A former high school honors student who led a double life online, aiding Muslim extremists overseas, has helped the U.S. pursue terrorists since his 2011 arrest but remains a risk, federal prosecutors said in court filings.
Mohammad Hassan Khalid, 20, of suburban Baltimore, was expected to be sentenced Tuesday in Philadelphia, but his hearing was postponed while the defense seeks further mental-health evaluations. He is the rare person ever detained as a juvenile on federal terrorism charges.
Khalid, who was born in Pakistan, met a lonely Pennsylvania woman named Colleen LaRose online when he was 15. She called herself "Jihad Jane," and sought help for jihadists. LaRose, 50, of Pennsburg, Pa., was sentenced Monday to 10 years in prison for agreeing to kill a cartoonist who offended Muslims.
Khalid had agreed to help her get a stolen passport to terror suspects overseas, and frequently translated jihadist propaganda into English before reposting it, the government said in a sentencing memo.
"He appeared to be a polite and studious 15-year-old whose parents moved to the United States from Pakistan to give him a better life. However, in the anonymous world of online communications, Khalid was ... translating extremist online postings and organizing a terrorist cell," Assistant U.S. Attorney Jennifer Arbittier Williams said in the memo filed last week.
Their online contacts were affiliated with the al-Qaeda in the Islamic Maghreb, an al-Qaida offshoot, the government said.
Khalid's attorney, Jeffrey Lindy, called Khalid an inquisitive adolescent who experimented with "different belief structures," while acknowledging that what he did was wrong. However, he faults the government for not placing Khalid three years ago in a secure juvenile facility where he would have gotten mental health treatment. Instead, he has been in an adult prison since turning 18.
"If they're concerned about (him), they have nobody to blame but themselves," Lindy said.

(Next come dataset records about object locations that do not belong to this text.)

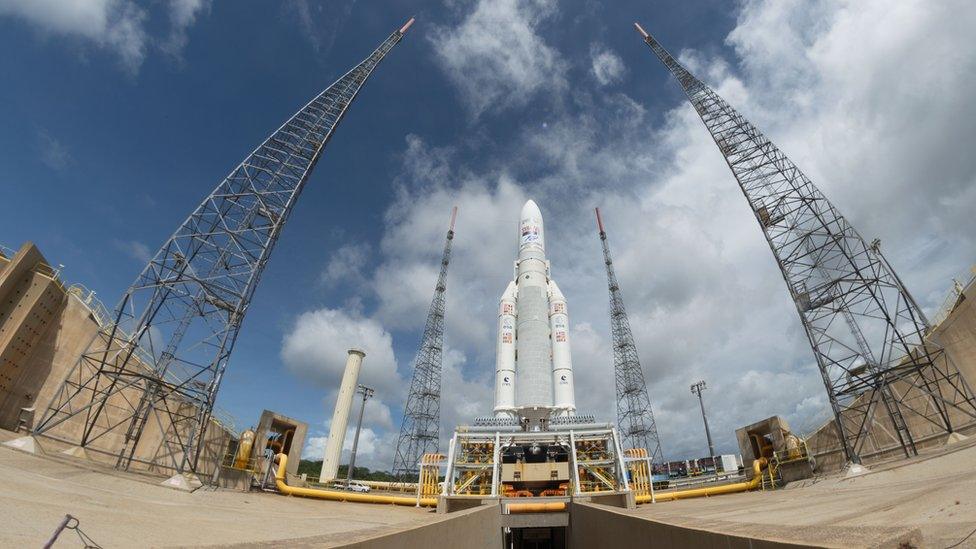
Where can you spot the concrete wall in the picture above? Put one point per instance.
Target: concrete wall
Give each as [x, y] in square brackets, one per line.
[29, 306]
[275, 422]
[595, 526]
[43, 331]
[957, 333]
[479, 528]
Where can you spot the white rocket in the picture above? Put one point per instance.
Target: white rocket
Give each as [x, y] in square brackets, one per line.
[533, 368]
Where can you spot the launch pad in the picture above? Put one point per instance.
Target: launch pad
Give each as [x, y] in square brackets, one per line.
[492, 462]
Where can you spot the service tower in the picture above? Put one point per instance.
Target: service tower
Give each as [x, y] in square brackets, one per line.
[533, 364]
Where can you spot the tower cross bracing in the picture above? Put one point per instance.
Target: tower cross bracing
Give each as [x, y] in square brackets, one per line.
[420, 426]
[161, 360]
[635, 418]
[867, 333]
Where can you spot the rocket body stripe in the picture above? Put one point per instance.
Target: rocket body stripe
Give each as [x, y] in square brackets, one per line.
[564, 395]
[505, 355]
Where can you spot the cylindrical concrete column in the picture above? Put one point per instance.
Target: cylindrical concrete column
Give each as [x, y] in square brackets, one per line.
[340, 417]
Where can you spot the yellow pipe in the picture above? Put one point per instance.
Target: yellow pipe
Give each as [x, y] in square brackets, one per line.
[550, 507]
[714, 490]
[336, 495]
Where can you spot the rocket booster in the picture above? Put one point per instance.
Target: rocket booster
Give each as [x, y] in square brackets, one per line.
[533, 368]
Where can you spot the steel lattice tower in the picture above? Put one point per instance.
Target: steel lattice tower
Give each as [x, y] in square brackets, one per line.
[420, 427]
[867, 332]
[164, 354]
[634, 415]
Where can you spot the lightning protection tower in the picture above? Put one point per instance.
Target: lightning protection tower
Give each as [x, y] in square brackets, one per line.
[158, 363]
[867, 333]
[634, 415]
[420, 428]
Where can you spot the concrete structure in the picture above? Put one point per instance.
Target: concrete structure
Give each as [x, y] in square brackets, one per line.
[340, 416]
[44, 327]
[957, 333]
[926, 502]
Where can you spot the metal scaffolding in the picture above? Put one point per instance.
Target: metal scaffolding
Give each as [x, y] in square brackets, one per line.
[867, 332]
[420, 428]
[165, 352]
[634, 416]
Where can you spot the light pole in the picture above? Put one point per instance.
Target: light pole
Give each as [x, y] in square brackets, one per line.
[696, 389]
[366, 392]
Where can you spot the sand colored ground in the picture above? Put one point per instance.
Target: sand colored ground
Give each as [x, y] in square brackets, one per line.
[929, 501]
[126, 510]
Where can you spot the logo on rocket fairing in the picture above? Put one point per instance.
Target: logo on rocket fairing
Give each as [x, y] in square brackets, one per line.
[530, 233]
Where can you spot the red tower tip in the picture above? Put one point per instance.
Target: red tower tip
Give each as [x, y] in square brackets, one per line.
[406, 25]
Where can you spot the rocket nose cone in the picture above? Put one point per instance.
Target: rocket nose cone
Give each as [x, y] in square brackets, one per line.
[531, 211]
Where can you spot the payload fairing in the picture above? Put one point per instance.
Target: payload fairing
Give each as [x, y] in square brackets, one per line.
[533, 368]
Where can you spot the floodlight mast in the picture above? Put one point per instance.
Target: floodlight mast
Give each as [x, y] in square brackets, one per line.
[696, 389]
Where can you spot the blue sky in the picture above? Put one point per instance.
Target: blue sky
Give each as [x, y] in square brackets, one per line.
[119, 117]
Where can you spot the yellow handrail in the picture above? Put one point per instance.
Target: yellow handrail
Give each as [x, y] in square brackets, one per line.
[757, 476]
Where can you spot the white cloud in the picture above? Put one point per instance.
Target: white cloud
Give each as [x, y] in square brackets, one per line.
[347, 263]
[828, 82]
[315, 349]
[116, 25]
[134, 249]
[607, 67]
[495, 56]
[182, 15]
[119, 26]
[53, 152]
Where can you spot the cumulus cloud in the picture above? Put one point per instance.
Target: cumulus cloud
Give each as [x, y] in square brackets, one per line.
[496, 57]
[182, 16]
[53, 152]
[315, 349]
[827, 82]
[116, 25]
[134, 249]
[346, 263]
[607, 67]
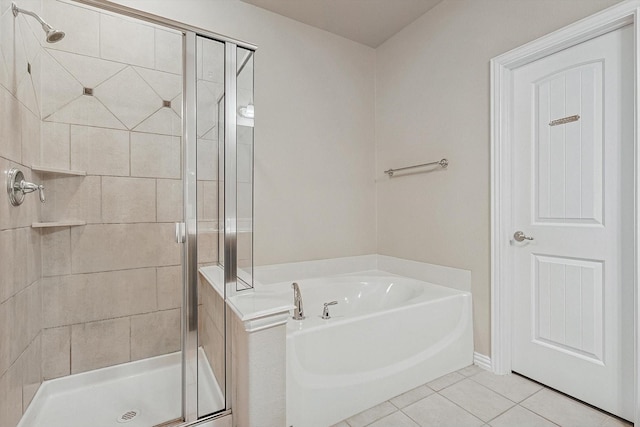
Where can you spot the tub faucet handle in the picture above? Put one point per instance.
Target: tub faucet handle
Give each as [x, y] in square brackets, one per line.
[298, 311]
[325, 311]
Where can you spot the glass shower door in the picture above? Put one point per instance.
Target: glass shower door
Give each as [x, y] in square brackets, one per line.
[210, 60]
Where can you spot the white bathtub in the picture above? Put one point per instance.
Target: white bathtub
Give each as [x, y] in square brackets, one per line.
[387, 335]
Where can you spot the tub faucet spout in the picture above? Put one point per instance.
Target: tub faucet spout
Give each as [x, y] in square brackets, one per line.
[298, 311]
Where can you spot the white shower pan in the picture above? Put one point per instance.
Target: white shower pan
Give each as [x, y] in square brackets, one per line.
[135, 394]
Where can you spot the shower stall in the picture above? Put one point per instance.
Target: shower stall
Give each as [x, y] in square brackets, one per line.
[137, 131]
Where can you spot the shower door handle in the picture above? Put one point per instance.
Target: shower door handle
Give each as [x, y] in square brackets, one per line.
[180, 232]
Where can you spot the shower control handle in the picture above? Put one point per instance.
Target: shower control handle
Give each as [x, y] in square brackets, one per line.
[519, 236]
[17, 187]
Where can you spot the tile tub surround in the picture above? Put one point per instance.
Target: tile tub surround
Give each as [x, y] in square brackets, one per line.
[475, 397]
[20, 247]
[113, 286]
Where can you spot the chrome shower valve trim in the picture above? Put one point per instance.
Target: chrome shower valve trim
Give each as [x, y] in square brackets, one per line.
[17, 187]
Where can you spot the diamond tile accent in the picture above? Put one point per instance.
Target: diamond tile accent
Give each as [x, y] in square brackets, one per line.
[166, 85]
[128, 97]
[90, 72]
[86, 110]
[61, 88]
[165, 121]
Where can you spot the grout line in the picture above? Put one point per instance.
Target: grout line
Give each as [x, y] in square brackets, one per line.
[463, 408]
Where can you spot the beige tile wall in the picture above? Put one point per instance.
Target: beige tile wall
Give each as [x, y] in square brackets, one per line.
[111, 288]
[20, 249]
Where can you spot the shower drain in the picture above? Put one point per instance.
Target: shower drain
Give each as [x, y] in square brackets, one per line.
[128, 416]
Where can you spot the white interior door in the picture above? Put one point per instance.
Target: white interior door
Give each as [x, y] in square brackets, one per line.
[572, 192]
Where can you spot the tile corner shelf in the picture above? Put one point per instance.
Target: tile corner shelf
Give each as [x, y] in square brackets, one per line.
[58, 224]
[57, 171]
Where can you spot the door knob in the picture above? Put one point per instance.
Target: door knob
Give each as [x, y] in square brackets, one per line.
[519, 236]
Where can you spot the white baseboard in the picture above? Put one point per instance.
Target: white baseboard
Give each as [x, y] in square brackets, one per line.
[482, 361]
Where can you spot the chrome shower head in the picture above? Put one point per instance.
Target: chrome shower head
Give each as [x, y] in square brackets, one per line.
[52, 35]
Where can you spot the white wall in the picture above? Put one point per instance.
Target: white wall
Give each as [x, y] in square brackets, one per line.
[432, 101]
[315, 192]
[314, 143]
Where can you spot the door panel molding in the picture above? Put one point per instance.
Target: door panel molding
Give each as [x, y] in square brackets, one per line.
[502, 68]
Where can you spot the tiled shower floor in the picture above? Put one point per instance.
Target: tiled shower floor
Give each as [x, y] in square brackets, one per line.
[150, 387]
[474, 397]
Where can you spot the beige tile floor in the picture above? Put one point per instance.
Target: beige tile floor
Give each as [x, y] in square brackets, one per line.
[474, 397]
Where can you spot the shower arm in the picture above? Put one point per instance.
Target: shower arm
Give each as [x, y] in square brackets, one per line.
[16, 10]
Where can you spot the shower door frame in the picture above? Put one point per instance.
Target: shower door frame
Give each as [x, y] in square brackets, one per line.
[189, 310]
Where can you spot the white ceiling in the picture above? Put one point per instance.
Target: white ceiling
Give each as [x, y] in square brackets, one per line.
[369, 22]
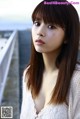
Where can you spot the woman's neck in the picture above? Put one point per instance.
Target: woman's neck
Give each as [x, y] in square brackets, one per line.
[49, 61]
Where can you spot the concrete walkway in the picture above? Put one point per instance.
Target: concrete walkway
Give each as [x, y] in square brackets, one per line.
[11, 93]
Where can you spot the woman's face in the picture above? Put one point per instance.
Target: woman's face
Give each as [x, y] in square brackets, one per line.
[46, 37]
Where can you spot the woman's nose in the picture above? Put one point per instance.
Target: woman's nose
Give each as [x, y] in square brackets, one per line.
[41, 30]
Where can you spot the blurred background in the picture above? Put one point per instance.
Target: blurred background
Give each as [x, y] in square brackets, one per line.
[15, 45]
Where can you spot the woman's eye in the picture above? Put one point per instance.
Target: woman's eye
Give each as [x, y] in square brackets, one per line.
[51, 27]
[36, 23]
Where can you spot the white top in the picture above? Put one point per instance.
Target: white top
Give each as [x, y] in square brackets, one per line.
[62, 111]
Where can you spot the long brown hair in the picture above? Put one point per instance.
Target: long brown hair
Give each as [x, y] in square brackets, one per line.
[66, 17]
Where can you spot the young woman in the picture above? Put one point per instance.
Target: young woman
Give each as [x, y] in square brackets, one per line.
[51, 82]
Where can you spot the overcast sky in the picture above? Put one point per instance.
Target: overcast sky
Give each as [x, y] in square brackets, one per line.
[21, 9]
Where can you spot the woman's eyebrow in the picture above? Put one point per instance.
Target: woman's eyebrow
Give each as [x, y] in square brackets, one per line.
[38, 18]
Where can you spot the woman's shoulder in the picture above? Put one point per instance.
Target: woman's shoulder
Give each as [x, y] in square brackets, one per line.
[75, 82]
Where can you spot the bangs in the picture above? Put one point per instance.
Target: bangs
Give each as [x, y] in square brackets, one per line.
[49, 14]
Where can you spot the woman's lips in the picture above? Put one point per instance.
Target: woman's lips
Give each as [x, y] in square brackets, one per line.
[40, 42]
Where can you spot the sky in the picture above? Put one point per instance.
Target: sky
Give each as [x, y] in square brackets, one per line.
[20, 10]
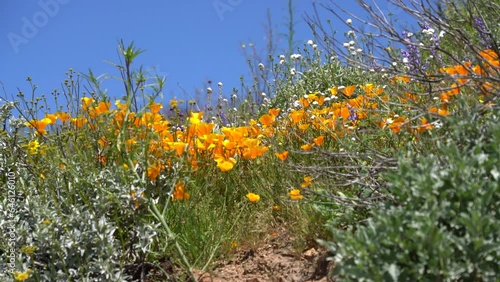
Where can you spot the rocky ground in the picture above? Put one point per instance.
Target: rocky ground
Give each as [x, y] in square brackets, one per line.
[274, 259]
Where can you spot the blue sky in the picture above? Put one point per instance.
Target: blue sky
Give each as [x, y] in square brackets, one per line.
[190, 42]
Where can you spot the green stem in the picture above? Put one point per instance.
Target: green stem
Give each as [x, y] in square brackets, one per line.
[158, 215]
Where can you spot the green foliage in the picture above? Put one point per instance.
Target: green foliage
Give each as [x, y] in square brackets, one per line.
[444, 224]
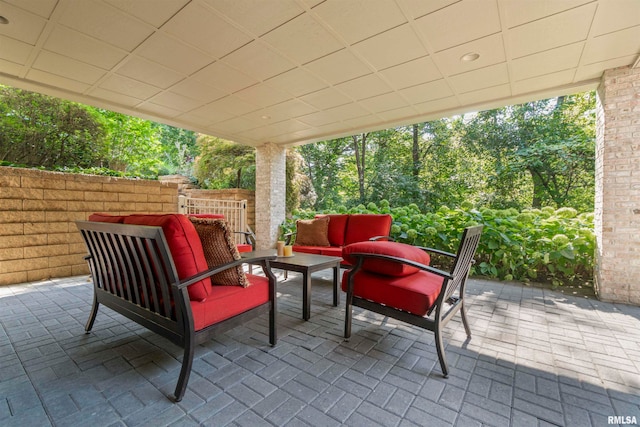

Authorities fear that both Khalid and LaRose remain vulnerable to persuasion. They had asked that LaRose be put away for decades.
"(Even) while cooperating so diligently with the government, Khalid seemed still to take pleasure and even pride recounting his glory days as a jihadi. ... At times, his demeanor indicated that he still may feel a begrudging pride in all he was able to accomplish despite his young age," Williams wrote. "The government has concerns about whether he might be re-radicalized."
They acknowledge that Khalid has helped with global terrorism investigations since his arrest, including the indictment of co-defendant Ali Charaf Damache, an Algerian who remains jailed in Ireland, fighting extradition. They have asked for a lengthy sentence, but, given his plea and cooperation, less than the 15-year maximum for aiding and abetting terrorism.
The memo reveals that Khalid continued aiding his contacts even after the FBI tried to intervene in the spring of 2010. Khalid, who had earned a scholarship to Johns Hopkins University before his senior year arrest, "simply obtained a new computer, hacked into someone else's internet connection, and started up his jihadi activity once again," the government memo said.
Another woman involved in the case, Jamie Paulin-Ramirez of Colorado, is expected to be sentenced on Wednesday. Briefly married to Damache in Ireland, she also faces a 15-year maximum sentence.